Computer Chess Club Archives


Search

Terms

Messages

Subject: Re: Some new hyper-threading info. (correction)

Author: Anthony Cozzie

Date: 07:54:05 04/18/04

Go up one level in this thread


On April 18, 2004 at 07:25:58, Vasik Rajlich wrote:

>On April 17, 2004 at 09:19:02, Anthony Cozzie wrote:
>
>>On April 17, 2004 at 05:27:23, Vasik Rajlich wrote:
>>
>>>On April 16, 2004 at 23:15:34, Robert Hyatt wrote:
>>>
>>>>On April 16, 2004 at 22:57:41, Robert Hyatt wrote:
>>>>
>>>>>On April 16, 2004 at 20:05:47, Vincent Diepeveen wrote:
>>>>>
>>>>>>On April 16, 2004 at 14:32:32, Anthony Cozzie wrote:
>>>>>>
>>>>>>>On April 16, 2004 at 14:27:55, Gerd Isenberg wrote:
>>>>>>>
>>>>>>>>On April 16, 2004 at 12:40:21, Robert Hyatt wrote:
>>>>>>>><snip>
>>>>>>>>>>>>So a possible alternative to evaltable would be hashing in qsearch.
>>>>>>>>>>>>
>>>>>>>>>>>>Evaltable would be my guess though. Doing a random lookup to a big hashtable at
>>>>>>>>>>>>a 400Mhz dual Xeon costs when it is not in the cache around 400ns.
>>>>>>>>>>>>
>>>>>>>>>>>
>>>>>>>>>>>
>>>>>>>>>>>
>>>>>>>>>>>Depends.  Use big memory pages and it costs 150 ns.  No TLB thrashing then.
>>>>>>>>>>
>>>>>>>>>>We all know that when things are in L2 cache it's faster. However when using
>>>>>>>>>>hashtables by definition you are busy with TLB trashing.
>>>>>>>>>
>>>>>>>>>Wrong.
>>>>>>>>>
>>>>>>>>>Do you know what the TLB does?  Do you know how big it is?  Do you know what
>>>>>>>>>going from 4KB to 2MB/4MB page sizes does to that?
>>>>>>>>>
>>>>>>>>>Didn't think so...
>>>>>>>>>
>>>>>>>>>>
>>>>>>>>>>Use big hashtables start doing lookups to your hashtable and it costs on average
>>>>>>>>>>400 ns on a dual k7 and your dual Xeon. Saying that under conditions A and B,
>>>>>>>>>>which hardly happen, that it is 150ns makes no sense. When it's in L2 cache at
>>>>>>>>>>opteron it just costs 13 cycles.
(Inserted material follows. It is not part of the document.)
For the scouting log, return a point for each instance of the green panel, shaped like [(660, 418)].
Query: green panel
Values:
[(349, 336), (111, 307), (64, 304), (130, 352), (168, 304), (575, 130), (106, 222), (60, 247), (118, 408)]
Same type of comparision.
>>>>>>>>>
>>>>>>>>>Using 4mb pages, my hash probes do _not_ take 400ns.  You can say it all you
>>>>>>>>>want, but it will never be true.  The proof is intuitive for anyone
>>>>>>>>>understanding the relationship between number of virtual pages and TLB size.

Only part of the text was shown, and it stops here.